Futebol voltando para casa?

A relação do povo britânico com o futebol é fascinante. Um dos elementos que mais me agradam nesse elo tão profundo quanto peculiar se confunde com uma faceta cultural da ilha de Shakespeare: o gosto pelo humor autodepreciativo. Na Inglaterra, raramente se vê torcedores de clubes pequenos tentando convencer interlocutores de que a agremiação que amam carrega méritos esportivos subestimados; o fã não tenta “explicar”, “racionalizar” sua paixão: ele simplesmente a leva no peito, apesar dos fracassos em sucessão.

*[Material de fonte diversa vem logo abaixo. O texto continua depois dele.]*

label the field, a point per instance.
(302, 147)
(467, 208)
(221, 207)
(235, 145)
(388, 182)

Um episódio que me remete a essa característica está eternizado na versão comentada do emocionante “Lord Don’t Slow Me Down”, documentário sobre o Oasis – o foco desse registro é a turnê do disco “Don’t Believe the Truth”, de 2005 (tive o privilégio de testemunhar, in loco, neste mesmo ano, um dos shows dos Gallagher em Manchester).

Humor inglês

No relato filmado por Billie Wash, Noel Gallagher, olhando para o “Etihad Stadium”, diz algo como: “Ah, o templo do mau futebol...” Sabemos que o guitarrista é dos maiores entusiastas dos Citizens. A época ainda não era da bonança comprada pelo sheik Mansour; o United nem sequer cogitava o ostracismo advindo na fase pós-Ferguson. Noel troçava do seu principal passatempo, de algo essencial para sua própria identidade. Fenômenos assim não se restringem a portadores de uma verve especial, de uma sagacidade aguçada – caso do artífice de “Definitely Maybe”. Músicas entoadas em arquibancadas de todo o país exalam essa capacidade de rir de si mesmo.

Hino não oficial

Vociferar “Deus salve a Rainha” ressoa anacrônico para uma plateia contemporânea. Nos pubs próximos a Wembley, na próxima terça, essa não será a trilha sonora. “Three Lions”, parceria do The Lightning Seeds com os comediantes Baddiel e Skinner, criada para a Euro de 1996, tornou-se case sociológico; na Copa da Rússia, viralizou como a canção que empurrou a trupe de Southgate às semifinais; na atual caminhada inglesa rumo à glória continental, o já longevo hit faz ainda mais sentido.

Calejados

Uma anedota onipresente entre os comedores de fish and chips, sobretudo, em instantes de badalação em torno do escrete nacional, contempla mais ou menos a seguinte lógica: Euro e Mundial são aqueles certames nos quais a Inglaterra promete, dá pinta de candidata ao título e perde nos pênaltis para a Alemanha. Claro que, desde a última quarta, essa pérola da sabedoria popular espalha-se pela internet. Em 96, quando “Three Lions” pautou as rádios, a história foi essa. E Southgate estava lá.

Coincidências incríveis

Há cerca de 25 anos, o sonho esvaiu-se no pé direito do técnico de hoje. As semelhanças, contudo, não param por aí. Na primeira fase daquela Euro, assim como na atual, houve o clássico contra os escoceses – marcado outrora pelo icônico gol de Gascoigne; se atingir a final em 2021, a Inglaterra só sairá de Wembley uma vez – em 96, todas as partidas dos anfitriões aconteceram no templo londrino –, nas quartas. Para terminar, de novo, pela frente, a Alemanha...

Letra

A letra de “Three Lions”, ao citar as décadas de agrura, e que a Inglaterra estragará tudo, é um clássico da autodepreciação.

Invasão

Milhares de escoceses em Leicester Square: o amor pelas seleções, o engajamento acerca delas, é muito maior no Reino Unido.